For a study published in Oceanography and presented this week at the Ocean Sciences meeting in Honolulu, Stafford placed microphones below the water’s surface and recorded in summer and early winter from 2009 to 2012 as part of a US-Russian scientific collaboration.
Melodious humpback whale songs showed up regularly on recordings into late fall. Fin and killer whales, which are southern species that seldom travel into Arctic waters, were heard into early November.
“These animals are expanding their range,” Stafford says. “They’re taking advantage of regions in seasons that they may not have previously.”
Risk of collision
The recordings also picked up ships using the ice-free summers to travel through two international shipping lanes. This poses an increased risk of collisions between whales and ships, and of noise pollution.

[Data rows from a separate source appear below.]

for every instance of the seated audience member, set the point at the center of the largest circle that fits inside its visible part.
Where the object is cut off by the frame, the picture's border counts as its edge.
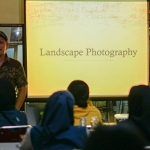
(9, 115)
(56, 130)
(131, 134)
(83, 106)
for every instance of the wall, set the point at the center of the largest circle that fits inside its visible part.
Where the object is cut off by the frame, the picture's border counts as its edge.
(11, 11)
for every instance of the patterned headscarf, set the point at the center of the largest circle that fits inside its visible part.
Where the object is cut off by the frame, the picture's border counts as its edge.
(57, 130)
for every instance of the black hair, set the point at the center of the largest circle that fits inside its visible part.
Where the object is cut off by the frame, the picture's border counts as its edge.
(80, 91)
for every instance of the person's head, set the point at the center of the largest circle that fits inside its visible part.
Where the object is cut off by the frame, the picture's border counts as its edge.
(80, 91)
(58, 113)
(139, 101)
(3, 43)
(7, 95)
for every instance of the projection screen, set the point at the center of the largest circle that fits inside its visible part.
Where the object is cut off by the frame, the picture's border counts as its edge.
(102, 43)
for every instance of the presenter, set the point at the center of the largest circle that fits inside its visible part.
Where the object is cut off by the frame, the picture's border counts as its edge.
(13, 71)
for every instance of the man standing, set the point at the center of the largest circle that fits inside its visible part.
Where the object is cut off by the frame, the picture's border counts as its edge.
(13, 71)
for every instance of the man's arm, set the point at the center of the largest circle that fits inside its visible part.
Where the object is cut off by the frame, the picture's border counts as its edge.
(21, 96)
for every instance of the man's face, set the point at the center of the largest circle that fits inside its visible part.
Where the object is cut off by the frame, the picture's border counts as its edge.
(3, 46)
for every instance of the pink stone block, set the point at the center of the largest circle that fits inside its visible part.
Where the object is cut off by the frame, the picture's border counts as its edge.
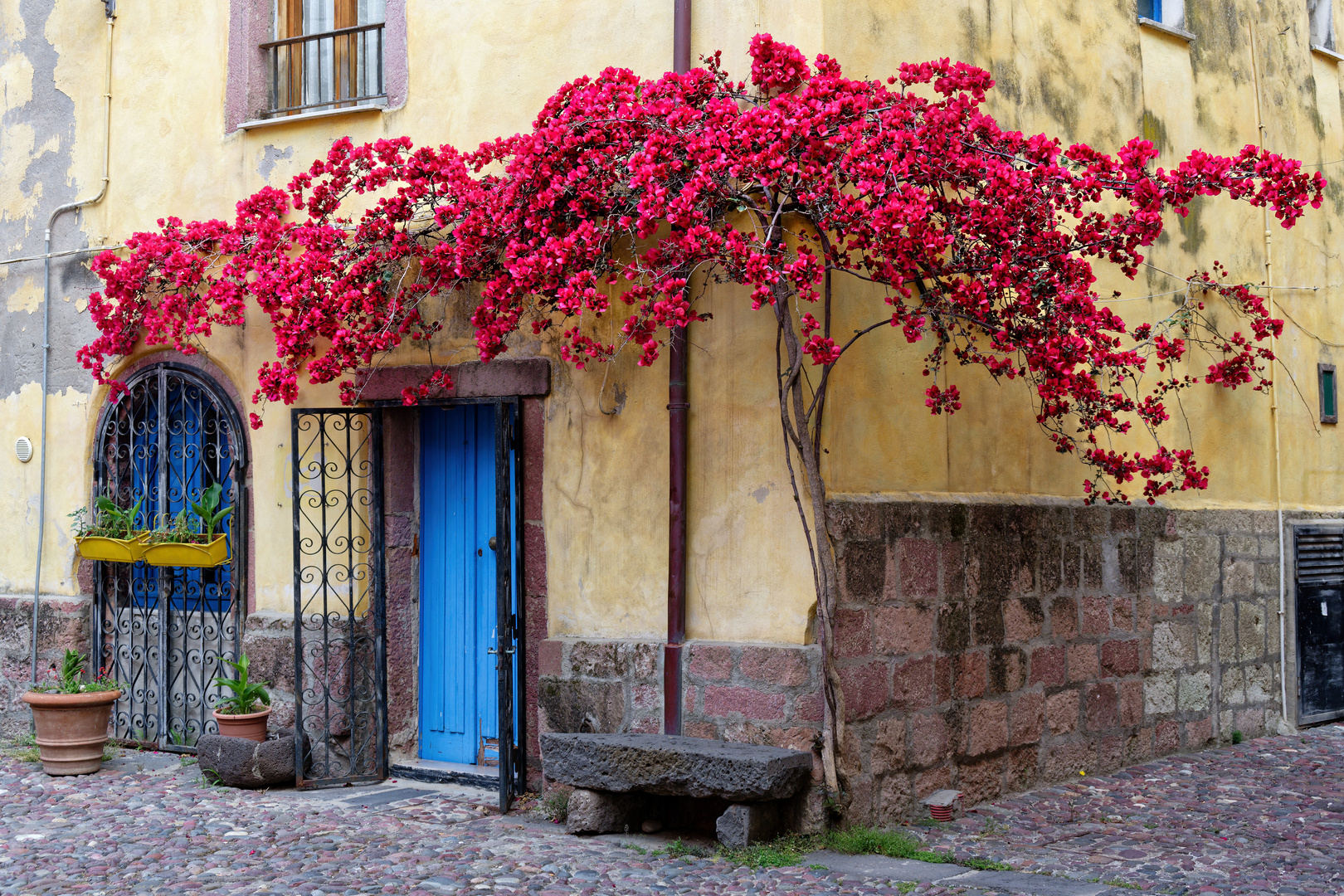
(918, 567)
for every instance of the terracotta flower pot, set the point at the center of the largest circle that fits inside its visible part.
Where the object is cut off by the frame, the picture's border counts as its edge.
(71, 730)
(251, 726)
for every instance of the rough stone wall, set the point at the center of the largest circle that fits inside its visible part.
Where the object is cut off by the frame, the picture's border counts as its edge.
(62, 625)
(991, 648)
(984, 646)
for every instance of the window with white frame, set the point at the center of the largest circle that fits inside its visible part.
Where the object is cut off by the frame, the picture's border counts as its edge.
(325, 54)
(1168, 12)
(1320, 15)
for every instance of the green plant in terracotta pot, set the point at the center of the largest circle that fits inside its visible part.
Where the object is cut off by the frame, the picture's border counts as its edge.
(71, 716)
(244, 712)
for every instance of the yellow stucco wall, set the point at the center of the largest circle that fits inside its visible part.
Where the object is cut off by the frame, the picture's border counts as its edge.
(1082, 71)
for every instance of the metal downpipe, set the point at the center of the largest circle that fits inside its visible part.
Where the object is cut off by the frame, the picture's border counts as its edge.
(679, 411)
(46, 332)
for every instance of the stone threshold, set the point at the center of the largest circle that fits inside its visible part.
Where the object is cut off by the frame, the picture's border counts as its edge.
(448, 772)
(908, 869)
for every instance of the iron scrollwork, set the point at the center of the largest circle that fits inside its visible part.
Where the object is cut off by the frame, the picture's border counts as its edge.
(339, 597)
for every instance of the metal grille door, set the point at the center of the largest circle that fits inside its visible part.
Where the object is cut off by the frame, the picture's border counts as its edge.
(1320, 624)
(166, 631)
(339, 598)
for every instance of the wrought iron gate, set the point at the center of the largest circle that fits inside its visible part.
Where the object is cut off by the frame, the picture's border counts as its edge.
(1320, 622)
(166, 631)
(340, 679)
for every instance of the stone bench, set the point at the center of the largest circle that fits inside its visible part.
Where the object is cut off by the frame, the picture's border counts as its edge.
(624, 781)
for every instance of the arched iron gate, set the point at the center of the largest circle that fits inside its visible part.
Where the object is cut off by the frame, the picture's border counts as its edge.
(166, 631)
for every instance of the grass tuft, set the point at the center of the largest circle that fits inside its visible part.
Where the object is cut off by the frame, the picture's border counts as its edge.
(780, 852)
(891, 844)
(984, 864)
(555, 806)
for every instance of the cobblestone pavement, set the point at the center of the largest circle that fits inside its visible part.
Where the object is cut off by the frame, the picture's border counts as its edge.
(1266, 817)
(1261, 817)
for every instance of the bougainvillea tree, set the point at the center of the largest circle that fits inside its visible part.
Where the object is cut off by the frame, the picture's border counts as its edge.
(632, 197)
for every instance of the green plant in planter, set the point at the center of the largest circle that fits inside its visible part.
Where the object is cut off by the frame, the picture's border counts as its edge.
(179, 531)
(108, 522)
(207, 509)
(245, 694)
(184, 529)
(69, 680)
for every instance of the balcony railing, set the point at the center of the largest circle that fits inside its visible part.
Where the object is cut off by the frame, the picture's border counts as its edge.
(331, 71)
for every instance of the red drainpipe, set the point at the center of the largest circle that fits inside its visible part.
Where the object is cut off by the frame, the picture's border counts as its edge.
(678, 412)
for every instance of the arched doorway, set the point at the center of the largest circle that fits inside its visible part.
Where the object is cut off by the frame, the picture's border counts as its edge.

“Marine mammals rely primarily on sound to navigate, to find food, and to find mates. Sound is their modality,” Stafford says. “If we increase the ambient sound level, it has the potential to reduce the communication range of cetaceans and all marine mammals.”
The Bering Strait is famous as a land bridge that prehistoric humans used to travel from Russia to North America. Today, the waterway is 58 miles wide and maximum 160 feet deep, with about one-third of its span in US waters and the rest in Russia.
The two coasts are quite different, Stafford says, which makes the international collaboration essential to understanding the full environment.
The paper includes visual sightings of killer whales, a quieter southern-dwelling whale, just north of the strait in the southern Chukchi Sea. Killer whales are now seen fairly regularly in this area, which is being considered for oil and gas exploration.
“The Arctic areas are changing,” Stafford says. “They are becoming more friendly to sub-Arctic species, and we don’t know how that will impact Arctic whales. Will they be competitors for food? Will they be competitors for habitat? Will they be competitors for acoustic space, for instance these humpbacks yapping all the time in the same frequency band that bowheads use to communicate? We just don’t know.”
Stafford supports the idea of slowing ship speeds in the Bering Strait, reducing motor noise and the chance of ship strikes.
Another suggestion to protect whales builds on tagging work showing that bowhead whales tend to travel up the US side on the way north in the spring and on the Russian side on their way back in the fall. The proposal suggests that ships follow the American coast in the fall and the Russian coast in the spring to reduce interactions between ships and whales.
Still to be explored is whether the increased whale travel through the region is due to rising whale populations, expanded ranges, or both. Logbooks from Soviet whaling ships in the mid-to-late 20th century report sub-Arctic whales in the region, but none were seen from about 1980 to 2010.
“The question is, are these whale populations recovering and so they’re reoccupying former habitat, or are they actually invading the Arctic because they can, because there is less seasonal sea ice?” Stafford says.
Researchers from the National Oceanic and Atmospheric Administration contributed to the study, which was funded by the US National Science Foundation, NOAA, and the Interior Department’s Bureau of Ocean and Energy Management.